5. On the Job Details tab, in the Parameters region, specify values for the attributes of the scheduled task.

   Note:

   • Attribute values are predefined in the connector XML file that you import. Specify values only for those attributes that you want to change.

   • Values (either default or user-defined) must be assigned to all the attributes. If even a single attribute value is left empty, then reconciliation is not performed.

   • See Reconciliation Scheduled Jobs for Office 365 Connector for the list of scheduled tasks and their attributes.

6. Click Apply to save the changes.

   Note:

   The Stop Execution option is available in the Administrative and User Console. You can use the Scheduler Status page to either start, stop, or reinitialize the scheduler.

3.4 Guidelines on Performing Provisioning Operations

These guidelines provide information on what to do when performing provisioning operations.

The following are guidelines that you must apply while performing a provisioning operation:

• For a Create User provisioning operation, you must specify a value for the User Principal Name field along with the domain name. For example, jdoe@example.com, it is mandatory field, other mandatory fields are Display Name, Password, MailNickname, and Usage Location.

• During a group provisioning operation you must enter a value for the DisplayName and MailNickname fields.

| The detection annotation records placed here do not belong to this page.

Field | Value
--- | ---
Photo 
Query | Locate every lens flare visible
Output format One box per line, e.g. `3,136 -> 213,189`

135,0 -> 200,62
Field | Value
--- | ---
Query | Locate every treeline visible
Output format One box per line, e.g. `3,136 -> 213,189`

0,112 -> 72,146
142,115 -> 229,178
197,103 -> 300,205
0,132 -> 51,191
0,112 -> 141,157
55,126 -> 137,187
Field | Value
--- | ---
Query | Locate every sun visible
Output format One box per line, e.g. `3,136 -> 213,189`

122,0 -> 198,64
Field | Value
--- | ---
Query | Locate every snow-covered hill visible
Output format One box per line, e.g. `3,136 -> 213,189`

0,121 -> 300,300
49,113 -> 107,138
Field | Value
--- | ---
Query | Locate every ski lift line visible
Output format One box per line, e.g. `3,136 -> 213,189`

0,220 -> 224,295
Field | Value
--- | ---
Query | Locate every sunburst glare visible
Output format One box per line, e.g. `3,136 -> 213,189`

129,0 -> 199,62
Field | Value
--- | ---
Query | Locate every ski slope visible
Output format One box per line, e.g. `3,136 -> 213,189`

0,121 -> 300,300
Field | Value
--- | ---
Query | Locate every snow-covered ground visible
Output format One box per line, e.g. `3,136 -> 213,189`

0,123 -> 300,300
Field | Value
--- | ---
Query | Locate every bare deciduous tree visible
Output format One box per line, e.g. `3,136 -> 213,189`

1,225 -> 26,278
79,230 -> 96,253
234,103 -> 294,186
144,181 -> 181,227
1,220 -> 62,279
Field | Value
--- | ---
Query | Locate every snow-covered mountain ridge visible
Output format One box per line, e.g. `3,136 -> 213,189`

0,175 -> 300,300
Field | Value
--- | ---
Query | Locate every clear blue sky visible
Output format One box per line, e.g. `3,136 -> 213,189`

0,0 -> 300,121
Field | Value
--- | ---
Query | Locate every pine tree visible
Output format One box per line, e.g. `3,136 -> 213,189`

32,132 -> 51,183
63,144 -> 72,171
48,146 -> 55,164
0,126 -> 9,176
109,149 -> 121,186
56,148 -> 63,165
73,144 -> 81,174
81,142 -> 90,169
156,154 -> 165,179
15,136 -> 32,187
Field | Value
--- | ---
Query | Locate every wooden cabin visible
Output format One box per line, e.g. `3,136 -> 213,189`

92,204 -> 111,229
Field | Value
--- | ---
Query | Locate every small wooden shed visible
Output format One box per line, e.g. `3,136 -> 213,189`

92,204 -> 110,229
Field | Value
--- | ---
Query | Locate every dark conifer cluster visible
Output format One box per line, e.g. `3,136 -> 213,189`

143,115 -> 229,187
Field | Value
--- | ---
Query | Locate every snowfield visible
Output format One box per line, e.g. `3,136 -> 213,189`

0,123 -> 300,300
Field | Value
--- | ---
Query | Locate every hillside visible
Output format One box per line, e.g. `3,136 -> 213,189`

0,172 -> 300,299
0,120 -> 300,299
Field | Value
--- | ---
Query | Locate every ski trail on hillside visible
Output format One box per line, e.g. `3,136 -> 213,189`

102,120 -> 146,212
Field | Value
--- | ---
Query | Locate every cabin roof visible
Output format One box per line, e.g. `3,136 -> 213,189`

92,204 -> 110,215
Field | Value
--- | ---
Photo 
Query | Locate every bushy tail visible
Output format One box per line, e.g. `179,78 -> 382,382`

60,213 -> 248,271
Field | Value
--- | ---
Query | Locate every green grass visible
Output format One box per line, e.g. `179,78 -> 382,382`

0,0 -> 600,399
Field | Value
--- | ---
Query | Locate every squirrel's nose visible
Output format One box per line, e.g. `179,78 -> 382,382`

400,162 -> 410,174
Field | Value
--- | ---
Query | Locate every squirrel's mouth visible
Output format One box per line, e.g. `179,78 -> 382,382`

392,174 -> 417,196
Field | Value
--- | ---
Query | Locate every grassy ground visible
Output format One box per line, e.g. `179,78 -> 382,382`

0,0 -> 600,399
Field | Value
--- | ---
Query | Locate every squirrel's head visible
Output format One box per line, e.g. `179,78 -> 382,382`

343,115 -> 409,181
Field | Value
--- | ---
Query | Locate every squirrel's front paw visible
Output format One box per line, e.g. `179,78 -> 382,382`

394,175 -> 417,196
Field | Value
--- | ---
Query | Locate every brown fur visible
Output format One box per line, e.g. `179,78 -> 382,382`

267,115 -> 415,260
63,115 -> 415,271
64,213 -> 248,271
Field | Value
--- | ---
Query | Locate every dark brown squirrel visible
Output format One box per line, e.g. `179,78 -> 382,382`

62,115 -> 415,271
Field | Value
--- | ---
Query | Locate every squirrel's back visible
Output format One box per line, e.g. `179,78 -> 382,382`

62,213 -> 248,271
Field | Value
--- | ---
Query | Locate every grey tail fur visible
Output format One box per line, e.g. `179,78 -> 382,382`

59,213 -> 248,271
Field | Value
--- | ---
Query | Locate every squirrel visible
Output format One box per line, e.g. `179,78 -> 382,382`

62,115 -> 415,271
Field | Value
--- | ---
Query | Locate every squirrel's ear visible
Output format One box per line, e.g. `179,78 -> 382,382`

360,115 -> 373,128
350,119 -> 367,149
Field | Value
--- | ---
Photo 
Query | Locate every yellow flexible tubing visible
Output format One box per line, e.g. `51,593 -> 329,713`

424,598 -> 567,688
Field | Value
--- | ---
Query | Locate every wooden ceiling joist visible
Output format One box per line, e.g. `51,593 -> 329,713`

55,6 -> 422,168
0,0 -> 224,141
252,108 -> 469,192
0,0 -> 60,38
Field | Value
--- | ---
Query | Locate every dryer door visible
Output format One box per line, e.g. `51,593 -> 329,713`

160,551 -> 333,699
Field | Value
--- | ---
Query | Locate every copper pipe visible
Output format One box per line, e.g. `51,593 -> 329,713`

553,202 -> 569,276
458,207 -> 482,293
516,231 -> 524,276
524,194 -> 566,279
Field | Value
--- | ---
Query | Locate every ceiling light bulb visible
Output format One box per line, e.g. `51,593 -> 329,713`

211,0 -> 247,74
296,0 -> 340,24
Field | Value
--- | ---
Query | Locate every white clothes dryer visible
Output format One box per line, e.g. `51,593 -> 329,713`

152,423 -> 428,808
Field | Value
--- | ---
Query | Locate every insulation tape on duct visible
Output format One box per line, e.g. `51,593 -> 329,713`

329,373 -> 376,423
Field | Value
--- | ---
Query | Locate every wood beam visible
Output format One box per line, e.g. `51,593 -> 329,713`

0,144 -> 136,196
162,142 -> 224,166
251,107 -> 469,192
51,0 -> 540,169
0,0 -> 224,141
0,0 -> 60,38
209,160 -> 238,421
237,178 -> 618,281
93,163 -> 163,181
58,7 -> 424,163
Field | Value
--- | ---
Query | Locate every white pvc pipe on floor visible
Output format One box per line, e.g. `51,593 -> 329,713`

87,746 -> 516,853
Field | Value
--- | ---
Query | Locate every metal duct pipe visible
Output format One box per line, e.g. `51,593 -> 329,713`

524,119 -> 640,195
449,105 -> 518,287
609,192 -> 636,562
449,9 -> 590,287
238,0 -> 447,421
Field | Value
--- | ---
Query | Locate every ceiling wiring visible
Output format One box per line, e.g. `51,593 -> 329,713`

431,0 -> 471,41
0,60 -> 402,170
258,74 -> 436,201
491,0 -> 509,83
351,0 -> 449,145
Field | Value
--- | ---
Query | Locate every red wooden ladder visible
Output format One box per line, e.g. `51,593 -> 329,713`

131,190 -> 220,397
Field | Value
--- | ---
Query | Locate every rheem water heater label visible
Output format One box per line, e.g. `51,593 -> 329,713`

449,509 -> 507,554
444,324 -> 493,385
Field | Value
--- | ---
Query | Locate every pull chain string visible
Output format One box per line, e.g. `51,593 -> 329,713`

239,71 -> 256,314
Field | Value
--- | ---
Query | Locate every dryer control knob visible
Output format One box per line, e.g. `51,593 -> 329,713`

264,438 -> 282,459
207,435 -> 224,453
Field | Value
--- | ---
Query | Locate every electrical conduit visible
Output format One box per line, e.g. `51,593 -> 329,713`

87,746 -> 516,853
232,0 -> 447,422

The value in the MailNickname field should not include spaces.

3.5 Performing Provisioning Operations

You create a new user in Oracle Identity Self Service by using the Create User page. You provision or request for accounts on the Accounts tab of the User Details page.

To perform provisioning operations in Oracle Identity Manager:

1. Log in to Oracle Identity Self Service.
2. Create a user as follows:
   1. In Identity Self Service, click Manage. The Home tab displays the different Manage option. Click Users. The Manage Users page is displayed.
   2. From the Actions menu, select Create. Alternatively, you can click Create on the toolbar. The Create User page is displayed with input fields for user profile attributes.
   3. Enter details of the user in the Create User page.
3. On the Account tab, click Request Accounts.
4. In the Catalog page, search for and add to cart the application instance created in Creating an Application Instance, and then click Checkout.
5. Specify value for fields in the application form and then click Ready to Submit.
6. Click Submit.
7. If you want to provision entitlements, then:
   1. On the Entitlements tab, click Request Entitlements.
   2. In the Catalog page, search for and add to cart the entitlement, and then click Checkout.
   3. Click Submit.

See Also:

Creating a User in Oracle Fusion Middleware Performing Self Service Tasks with Oracle Identity Manager for details about the fields on the Create User page

3.6 Uninstalling the Connector

Uninstalling the connector deletes all the account related data associated with resource objects of the connector.

If you want to uninstall the connector for any reason, see Uninstalling Connectors in Oracle Fusion Middleware Administering Oracle Identity Manager.